Swing Time: This marks the first novel Smith has written in first person. Two young girls who dream of being dancers connect almost subconsciously when they meet in dance class. But only one seems to have the skill to make it. As their friendship grows, so too do their feelings of jealousy toward each other, and though the duo abruptly parts ways, they never truly forget each other. Our narrator goes on to work for international pop star Aimee (think Beyonce), while her friend Tracey dances as a chorus girl on The West End. Ruminating on rhythm, movement, and female friendships, Swing Time explores race, privilege, and identify shifting across time and space.
NW: Four northwest Londoners try to navigate life as adults in the ever complex city, teeming with an urban edge that will seem quite familiar to city-dwellers.
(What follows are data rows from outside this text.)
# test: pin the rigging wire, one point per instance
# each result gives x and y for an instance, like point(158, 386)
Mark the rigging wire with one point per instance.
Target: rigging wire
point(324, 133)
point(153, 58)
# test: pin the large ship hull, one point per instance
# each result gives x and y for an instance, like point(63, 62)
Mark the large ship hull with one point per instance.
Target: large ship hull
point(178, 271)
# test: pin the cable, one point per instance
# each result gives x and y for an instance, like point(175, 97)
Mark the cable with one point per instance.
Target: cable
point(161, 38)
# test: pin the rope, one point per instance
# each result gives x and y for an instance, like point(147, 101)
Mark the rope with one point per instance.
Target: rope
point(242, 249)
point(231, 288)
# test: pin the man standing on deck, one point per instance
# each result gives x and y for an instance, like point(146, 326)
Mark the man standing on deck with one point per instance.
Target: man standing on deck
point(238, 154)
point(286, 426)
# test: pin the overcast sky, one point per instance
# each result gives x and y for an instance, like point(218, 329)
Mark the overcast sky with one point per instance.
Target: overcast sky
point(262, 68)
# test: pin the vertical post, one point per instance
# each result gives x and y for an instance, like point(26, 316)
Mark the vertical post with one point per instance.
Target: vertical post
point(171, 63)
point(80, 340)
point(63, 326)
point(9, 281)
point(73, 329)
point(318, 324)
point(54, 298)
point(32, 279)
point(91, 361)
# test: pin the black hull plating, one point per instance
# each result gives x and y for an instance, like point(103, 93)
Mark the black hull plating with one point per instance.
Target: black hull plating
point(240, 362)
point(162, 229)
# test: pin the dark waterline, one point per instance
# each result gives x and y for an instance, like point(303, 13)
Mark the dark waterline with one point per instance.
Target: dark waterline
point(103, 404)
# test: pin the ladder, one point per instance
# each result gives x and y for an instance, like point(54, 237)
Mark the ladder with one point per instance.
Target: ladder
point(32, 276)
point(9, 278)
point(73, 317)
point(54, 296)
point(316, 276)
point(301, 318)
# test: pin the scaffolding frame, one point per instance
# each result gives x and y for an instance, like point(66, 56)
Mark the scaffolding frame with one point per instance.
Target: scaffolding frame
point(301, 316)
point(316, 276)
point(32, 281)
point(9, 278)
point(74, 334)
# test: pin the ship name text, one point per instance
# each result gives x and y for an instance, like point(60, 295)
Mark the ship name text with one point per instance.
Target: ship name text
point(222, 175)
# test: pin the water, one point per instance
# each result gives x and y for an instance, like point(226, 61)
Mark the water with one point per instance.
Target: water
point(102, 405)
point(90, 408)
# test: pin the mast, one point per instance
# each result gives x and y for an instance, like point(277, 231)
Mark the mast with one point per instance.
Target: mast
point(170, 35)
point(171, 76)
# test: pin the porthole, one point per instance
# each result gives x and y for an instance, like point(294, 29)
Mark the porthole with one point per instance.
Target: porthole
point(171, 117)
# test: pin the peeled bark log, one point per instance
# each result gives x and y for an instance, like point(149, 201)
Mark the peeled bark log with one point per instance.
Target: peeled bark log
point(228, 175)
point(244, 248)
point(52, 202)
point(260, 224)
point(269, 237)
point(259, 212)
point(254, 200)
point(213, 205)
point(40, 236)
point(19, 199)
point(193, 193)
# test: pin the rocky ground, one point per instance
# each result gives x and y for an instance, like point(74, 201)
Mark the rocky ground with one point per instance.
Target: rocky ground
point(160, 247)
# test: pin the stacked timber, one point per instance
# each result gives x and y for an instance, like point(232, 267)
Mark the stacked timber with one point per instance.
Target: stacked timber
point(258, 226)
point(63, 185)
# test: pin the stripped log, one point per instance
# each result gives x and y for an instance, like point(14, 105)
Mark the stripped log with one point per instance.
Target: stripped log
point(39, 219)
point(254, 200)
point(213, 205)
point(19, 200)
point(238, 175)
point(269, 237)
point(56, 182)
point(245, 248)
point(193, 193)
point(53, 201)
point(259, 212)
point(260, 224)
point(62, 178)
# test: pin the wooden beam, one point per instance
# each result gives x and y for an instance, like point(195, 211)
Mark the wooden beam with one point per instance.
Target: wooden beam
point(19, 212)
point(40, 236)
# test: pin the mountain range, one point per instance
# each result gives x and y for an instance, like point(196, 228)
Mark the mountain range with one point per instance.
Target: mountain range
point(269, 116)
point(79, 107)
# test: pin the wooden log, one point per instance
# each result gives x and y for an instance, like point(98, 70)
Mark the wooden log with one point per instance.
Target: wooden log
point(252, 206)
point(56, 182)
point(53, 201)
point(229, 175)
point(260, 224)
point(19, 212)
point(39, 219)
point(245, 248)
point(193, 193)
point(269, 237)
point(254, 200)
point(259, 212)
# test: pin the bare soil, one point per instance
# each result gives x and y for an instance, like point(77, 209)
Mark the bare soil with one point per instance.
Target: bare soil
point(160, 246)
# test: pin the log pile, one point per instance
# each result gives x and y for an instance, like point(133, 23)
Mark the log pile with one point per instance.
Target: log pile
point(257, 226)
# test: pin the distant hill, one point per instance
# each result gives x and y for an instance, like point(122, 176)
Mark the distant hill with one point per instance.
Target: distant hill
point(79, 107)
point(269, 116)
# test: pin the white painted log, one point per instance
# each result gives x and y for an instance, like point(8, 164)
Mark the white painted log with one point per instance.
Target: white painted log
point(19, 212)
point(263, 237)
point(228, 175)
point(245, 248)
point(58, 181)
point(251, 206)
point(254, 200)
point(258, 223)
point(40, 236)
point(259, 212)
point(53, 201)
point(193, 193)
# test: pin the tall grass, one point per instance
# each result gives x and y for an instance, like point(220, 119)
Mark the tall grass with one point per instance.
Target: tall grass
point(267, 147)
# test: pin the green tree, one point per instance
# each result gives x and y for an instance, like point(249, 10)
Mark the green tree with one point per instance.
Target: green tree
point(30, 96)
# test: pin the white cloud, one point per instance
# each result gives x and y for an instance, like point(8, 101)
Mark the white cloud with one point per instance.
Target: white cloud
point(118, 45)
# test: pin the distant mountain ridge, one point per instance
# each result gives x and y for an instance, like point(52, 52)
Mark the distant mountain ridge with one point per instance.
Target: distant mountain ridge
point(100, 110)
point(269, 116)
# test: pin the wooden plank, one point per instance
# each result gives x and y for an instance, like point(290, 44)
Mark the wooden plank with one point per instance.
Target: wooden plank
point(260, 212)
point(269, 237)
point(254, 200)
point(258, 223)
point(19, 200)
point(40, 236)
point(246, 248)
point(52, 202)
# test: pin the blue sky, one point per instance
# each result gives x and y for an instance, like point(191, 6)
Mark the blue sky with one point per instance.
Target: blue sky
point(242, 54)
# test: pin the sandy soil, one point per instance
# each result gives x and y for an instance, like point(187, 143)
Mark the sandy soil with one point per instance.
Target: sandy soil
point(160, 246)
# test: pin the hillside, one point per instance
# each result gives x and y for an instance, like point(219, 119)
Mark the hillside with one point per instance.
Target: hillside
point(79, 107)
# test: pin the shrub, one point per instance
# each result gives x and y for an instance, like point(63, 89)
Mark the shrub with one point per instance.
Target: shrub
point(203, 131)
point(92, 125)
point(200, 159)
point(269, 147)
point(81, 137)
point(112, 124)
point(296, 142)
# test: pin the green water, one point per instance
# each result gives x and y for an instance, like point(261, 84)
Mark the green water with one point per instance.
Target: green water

Each character written expertly in their own unique voice, they explore marriage, friendship, family and whether or not to take the high road. Smith creates fictional circumstances in a very real London in NW that allows readers a diverse environment to explore while reading.
On Beauty: Two different families become ever more intertwined despite themselves. Howard Besley, a university professor in Wellington (a fictional town near Boston), rivals with ultra-conservative Monty Kipps residing in Britain. Even across an ocean, the families battle out cultural differences. After unlikely coincidences unite Besley’s son and Kipps’ daughter to be married, Kipps moves his family to Wellington and becomes a guest lecturer at Besley’s university. While the men’s rivalry seems to grow, their wives surprisingly find kindred spirits in each other. Smith’s deadpan wit rings true in this homage to E.M. Forster’s Howards End.
The Autograph Man: As a child, Londoner Alex-Li Tandem’s father took him and two friends to a pro-wrestling match, when his father abruptly died from a heart attack while they were waiting in line for an autograph. Flash forward to 27-year-old Alex, who is an autograph trader, working in a world that highly values symbols, signs and paper. His romantic relationship is as unsteady as his faith in any religion. It seems Alex’s only certainty is his need for the signature of one reclusive former movie star by the name of Kitty Alexander. His search for this treasure takes him to New York, meeting one bold personality after another along the way.
White Teeth: This debut novel was published when Smith was just 24 years old. Smith won the Guardian First Book Award and the Sunday Times Young Writer of the Year Award, just to name a few. White Teeth catches up with Archie Jones (English) and Samad Iqbal (Bengali) many years after they first meet during WWII and follows them through the next 50 years of their lives.